Lombardi combined military discipline with almost religious fervor for the game. He was a demanding coach who inspired great loyalty in his players. He was also an innovator.
He introduced the concept of rule blocking, where an offensive lineman blocks an area instead of a defensive player, and the running back runs towards any opening that develops (a technique Lombardi described as “running towards daylight”). He developed the Packers’ power sweep, where two guards pull and lead the running back around the end.
He was also a practical philosopher. Some of his philosophy strikes me as handy at the moment. Among his principles were: “Running a football team is no different than any other kind of organization – an army, a political party or a business. The principles are the same;” “People who work together will win, whether it be against complex football defenses, or the problems of modern society;” “There is something in good men that yearns for discipline;” “Praise in public. Criticize in private,” and “Real glory is being knocked to your knees and then coming back.”
It would be hard to pretend that the first months of the LePage administration have not been bumpy.

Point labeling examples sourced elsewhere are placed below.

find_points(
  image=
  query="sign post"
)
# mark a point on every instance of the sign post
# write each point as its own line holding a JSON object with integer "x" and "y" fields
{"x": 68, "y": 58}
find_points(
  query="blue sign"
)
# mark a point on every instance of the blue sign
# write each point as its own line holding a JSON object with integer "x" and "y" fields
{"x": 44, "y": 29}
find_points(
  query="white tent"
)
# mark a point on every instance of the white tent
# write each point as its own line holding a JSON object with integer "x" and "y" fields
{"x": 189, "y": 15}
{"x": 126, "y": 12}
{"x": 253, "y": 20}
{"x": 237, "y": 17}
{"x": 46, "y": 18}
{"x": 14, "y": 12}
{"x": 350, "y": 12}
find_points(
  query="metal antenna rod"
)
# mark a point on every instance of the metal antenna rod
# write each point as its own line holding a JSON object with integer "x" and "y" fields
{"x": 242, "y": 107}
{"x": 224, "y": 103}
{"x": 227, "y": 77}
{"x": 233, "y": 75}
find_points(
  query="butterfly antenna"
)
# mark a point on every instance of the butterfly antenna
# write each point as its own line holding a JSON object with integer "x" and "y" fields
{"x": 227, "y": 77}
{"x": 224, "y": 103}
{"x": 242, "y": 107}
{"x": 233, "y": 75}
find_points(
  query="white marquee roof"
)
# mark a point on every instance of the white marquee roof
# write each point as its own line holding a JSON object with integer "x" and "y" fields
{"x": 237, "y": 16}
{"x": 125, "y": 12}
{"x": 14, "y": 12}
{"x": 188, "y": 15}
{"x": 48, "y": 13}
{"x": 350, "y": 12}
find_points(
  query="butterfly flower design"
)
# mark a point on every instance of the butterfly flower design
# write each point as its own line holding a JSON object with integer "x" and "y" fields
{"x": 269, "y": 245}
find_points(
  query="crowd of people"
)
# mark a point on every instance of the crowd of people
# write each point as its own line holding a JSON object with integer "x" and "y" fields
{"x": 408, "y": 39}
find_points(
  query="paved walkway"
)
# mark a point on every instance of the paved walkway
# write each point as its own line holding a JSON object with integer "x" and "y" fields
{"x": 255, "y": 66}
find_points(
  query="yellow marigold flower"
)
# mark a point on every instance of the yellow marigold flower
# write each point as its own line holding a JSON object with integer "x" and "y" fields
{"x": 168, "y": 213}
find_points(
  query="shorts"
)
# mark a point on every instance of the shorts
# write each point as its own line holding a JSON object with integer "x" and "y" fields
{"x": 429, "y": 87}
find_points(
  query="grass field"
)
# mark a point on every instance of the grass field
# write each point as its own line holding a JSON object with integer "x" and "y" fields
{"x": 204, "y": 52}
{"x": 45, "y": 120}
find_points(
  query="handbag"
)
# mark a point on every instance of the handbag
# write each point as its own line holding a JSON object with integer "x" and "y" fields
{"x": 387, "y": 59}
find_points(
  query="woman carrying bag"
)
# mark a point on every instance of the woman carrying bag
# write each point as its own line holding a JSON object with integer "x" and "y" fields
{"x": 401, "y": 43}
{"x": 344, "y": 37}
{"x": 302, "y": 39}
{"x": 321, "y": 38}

Ordinarily, this period is the political honeymoon when a newly elected governor has unprecedented leeway to operate. It should have been all the more so for our governor, given that we face serious problems and he has a governing majority in the Legislature.
Instead, three months in, a group of eight Republican state senators wrote a letter publicly criticizing the governor for dissipating the focus of his administration with self-inflicted wounds and impolitic remarks. Perhaps the senators went to the governor in private beforehand. If so, whatever happened there did not prevent them from publishing their letter.
It may be easier to lead a sports team than a political campaign or state government. The goal of athletics is clear and objective. The rules are simple. Teammates are united in a common purpose. The coach is a benevolent dictator. It is relatively easy to tell which players, practices, plans and plays work, and which do not.
Winning an election is more difficult. It is hard enough to motivate people who agree with you to go to the polls and vote, much less sway the minds of those who may not be disposed in your favor.
Governing is even more so. It is hard to direct and control a democratic, multi-branch, multi-agency organization. Especially when one of your co-equal branches is populated by elected officials who have their own agenda and their own constituencies to serve. It is hard to know which policies and practices have what effect in a large, complex society.
My advice to LePage is to refocus on what I understand to have been the general message of the last election: reduce our dependency on government while providing greater opportunity for our people to provide for themselves.
More specifically, streamline government. Where we have three layers of government, eliminate one. Continue consolidating schools and extend the effort to the university system. Expedite the business permitting process. Follow the private sector and the federal government’s lead and transition to a pension system that combines a sustainable defined benefit plan with a 401k-style plan. Implement welfare reform.
At the same time, promote business and industry that fits with Maine’s competitive advantage over other states: our natural beauty and quality of life. Nurture our fledgling information technology sector and encourage it to work together with our composite materials and wood products industries. Convert the campuses that we mothball in the process of consolidation into innovation and enterprise centers. Promote Maine as a four-season destination for healthy, outdoor vacationing.
Accomplishing just two or three of these goals would be cause for celebration.